Entre el balón y la ley
La cancelación de la transmisión pública del partido inaugural del Mundial en el Complejo Cultural Universitario de la BUAP demuestra la complejidad que existe en torno a los derechos de transmisión y las autorizaciones necesarias para la exhibición pública de eventos de talla internacional. Aunque la decisión seguramente decepcionó a cientos de aficionados, el mensaje que envía la universidad es que el cumplimiento de las normas debe prevalecer incluso cuando ello implique asumir un costo político o social. Más allá de perder una oportunidad para congregar a la comunidad universitaria en torno al deporte, la institución optó por privilegiar la certeza jurídica y proteger sus intereses patrimoniales y administrativos. El deporte es un poderoso instrumento de cohesión social, pero su promoción debe construirse sobre bases sólidas que eviten riesgos y controversias.

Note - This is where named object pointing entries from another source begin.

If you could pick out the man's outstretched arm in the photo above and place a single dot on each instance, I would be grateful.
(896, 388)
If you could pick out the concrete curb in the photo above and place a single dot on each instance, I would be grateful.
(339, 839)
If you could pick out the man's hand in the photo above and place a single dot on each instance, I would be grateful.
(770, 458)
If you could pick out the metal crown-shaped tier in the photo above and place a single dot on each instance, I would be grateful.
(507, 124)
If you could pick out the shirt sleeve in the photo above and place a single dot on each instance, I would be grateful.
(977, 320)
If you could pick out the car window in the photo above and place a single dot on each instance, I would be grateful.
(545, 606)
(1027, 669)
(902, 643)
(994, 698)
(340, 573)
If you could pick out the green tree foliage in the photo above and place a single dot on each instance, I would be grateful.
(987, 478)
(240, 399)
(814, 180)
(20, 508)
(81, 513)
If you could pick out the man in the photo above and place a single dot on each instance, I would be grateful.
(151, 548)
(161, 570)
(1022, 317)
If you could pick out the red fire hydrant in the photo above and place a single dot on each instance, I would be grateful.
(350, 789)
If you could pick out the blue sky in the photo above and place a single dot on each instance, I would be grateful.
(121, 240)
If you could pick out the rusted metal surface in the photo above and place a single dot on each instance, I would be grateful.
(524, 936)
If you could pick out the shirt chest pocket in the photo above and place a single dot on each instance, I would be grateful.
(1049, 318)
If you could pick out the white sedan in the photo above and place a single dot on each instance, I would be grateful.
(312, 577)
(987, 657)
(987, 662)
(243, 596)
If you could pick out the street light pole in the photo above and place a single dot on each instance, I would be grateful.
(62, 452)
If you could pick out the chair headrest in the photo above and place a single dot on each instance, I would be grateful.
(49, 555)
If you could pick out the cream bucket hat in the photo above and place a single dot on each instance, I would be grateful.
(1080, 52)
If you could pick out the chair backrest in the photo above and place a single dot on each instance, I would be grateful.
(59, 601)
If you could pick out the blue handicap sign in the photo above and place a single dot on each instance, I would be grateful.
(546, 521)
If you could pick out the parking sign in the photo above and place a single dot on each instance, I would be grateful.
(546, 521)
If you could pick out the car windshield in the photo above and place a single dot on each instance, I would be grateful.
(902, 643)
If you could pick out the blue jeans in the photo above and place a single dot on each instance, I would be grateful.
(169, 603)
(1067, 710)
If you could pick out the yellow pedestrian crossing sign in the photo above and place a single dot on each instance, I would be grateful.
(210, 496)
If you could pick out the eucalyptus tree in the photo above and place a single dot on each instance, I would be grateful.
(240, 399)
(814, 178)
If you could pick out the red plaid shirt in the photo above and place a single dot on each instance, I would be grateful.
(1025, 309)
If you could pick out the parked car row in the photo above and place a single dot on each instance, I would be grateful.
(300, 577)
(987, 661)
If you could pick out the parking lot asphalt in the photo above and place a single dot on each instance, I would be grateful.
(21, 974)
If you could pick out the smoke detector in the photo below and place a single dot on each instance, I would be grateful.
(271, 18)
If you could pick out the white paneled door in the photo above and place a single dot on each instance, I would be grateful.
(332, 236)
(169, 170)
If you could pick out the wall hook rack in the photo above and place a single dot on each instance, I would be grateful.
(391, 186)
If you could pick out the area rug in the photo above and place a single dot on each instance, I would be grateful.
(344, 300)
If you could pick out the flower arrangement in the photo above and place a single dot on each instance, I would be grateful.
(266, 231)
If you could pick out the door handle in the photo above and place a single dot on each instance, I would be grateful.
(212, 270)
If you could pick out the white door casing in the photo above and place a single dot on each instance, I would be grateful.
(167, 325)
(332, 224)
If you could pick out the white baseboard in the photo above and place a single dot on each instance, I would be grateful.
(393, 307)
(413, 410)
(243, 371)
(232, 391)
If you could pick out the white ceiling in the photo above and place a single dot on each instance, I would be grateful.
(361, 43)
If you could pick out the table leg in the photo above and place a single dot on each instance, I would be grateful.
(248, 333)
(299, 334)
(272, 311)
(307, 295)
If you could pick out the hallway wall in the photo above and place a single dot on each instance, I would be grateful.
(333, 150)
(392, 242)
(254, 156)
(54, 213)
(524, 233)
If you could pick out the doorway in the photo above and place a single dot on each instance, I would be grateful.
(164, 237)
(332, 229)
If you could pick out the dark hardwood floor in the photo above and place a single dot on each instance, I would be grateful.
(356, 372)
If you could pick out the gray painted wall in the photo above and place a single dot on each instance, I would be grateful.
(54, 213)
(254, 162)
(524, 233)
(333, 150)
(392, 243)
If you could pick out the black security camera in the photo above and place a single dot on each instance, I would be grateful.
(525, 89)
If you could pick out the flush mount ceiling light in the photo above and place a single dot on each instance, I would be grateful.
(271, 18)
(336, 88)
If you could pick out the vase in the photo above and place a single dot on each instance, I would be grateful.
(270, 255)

En ese sentido, la cancelación puede verse como un revés momentáneo, pero también como una decisión responsable que privilegia el Estado de derecho sobre la improvisación. ¿Será?
Un lujo para muchos
La imposibilidad de que numerosos restaurantes, tanto pequeños como grandes, puedan transmitir los partidos del Mundial, no sólo los de la Selección Mexicana, sino también los encuentros más atractivos del torneo que comienza este jueves, ha reducido las expectativas de negocio para el sector. Algunos trabajadores y propietarios reconocen que no esperan un incremento significativo en sus ingresos durante los 39 días de competencia e, incluso, consideran que podría convertirse en una temporada similar a cualquier otra o, en el peor de los casos, una de las más bajas del año si no logran atraer a nuevos comensales. La situación también afecta a muchos aficionados que no cuentan con los recursos para contratar las plataformas de pago que transmitirán los encuentros ni para consumir en establecimientos con precios elevados. Así, no sólo en Puebla, sino en distintas partes del país, el acceso a la fiesta mundialista parece volverse cada vez más restringido. Como relató un vendedor de souvenirs a las afueras del Estadio Cuauhtémoc hace unos días, el fútbol se percibe cada vez más distante del alcance económico de gran parte de la población mexicana. ¿Será?
Justicia para Alexis
El caso de Alexis, estudiante del Bachillerato José Vasconcelos de Atlixco que permanece hospitalizado tras una brutal agresión, revela una contradicción entre la versión oficial y la de su familia. Mientras la Secretaría de Educación Pública sostiene que el plantel actuó conforme a los protocolos y brindó atención inmediata, los padres del joven aseguran que fueron ellos quienes encontraron a su hijo inconsciente, solicitaron ayuda y enfrentaron la falta de respuesta del personal escolar. Más allá de determinar quién tiene la razón, el episodio evidencia la necesidad de revisar las condiciones de seguridad en los centros educativos. Si una persona ajena pudo ingresar al plantel y atacar a un estudiante, o si existieron fallas en la atención de la emergencia, las autoridades están obligadas a esclarecer los hechos y asumir las responsabilidades correspondientes. La exigencia de justicia de la familia busca castigar al agresor y evitar que situaciones similares vuelvan a repetirse. Porque las escuelas deben ser espacios de protección y aprendizaje, no lugares donde la violencia encuentre las puertas abiertas. ¿Será?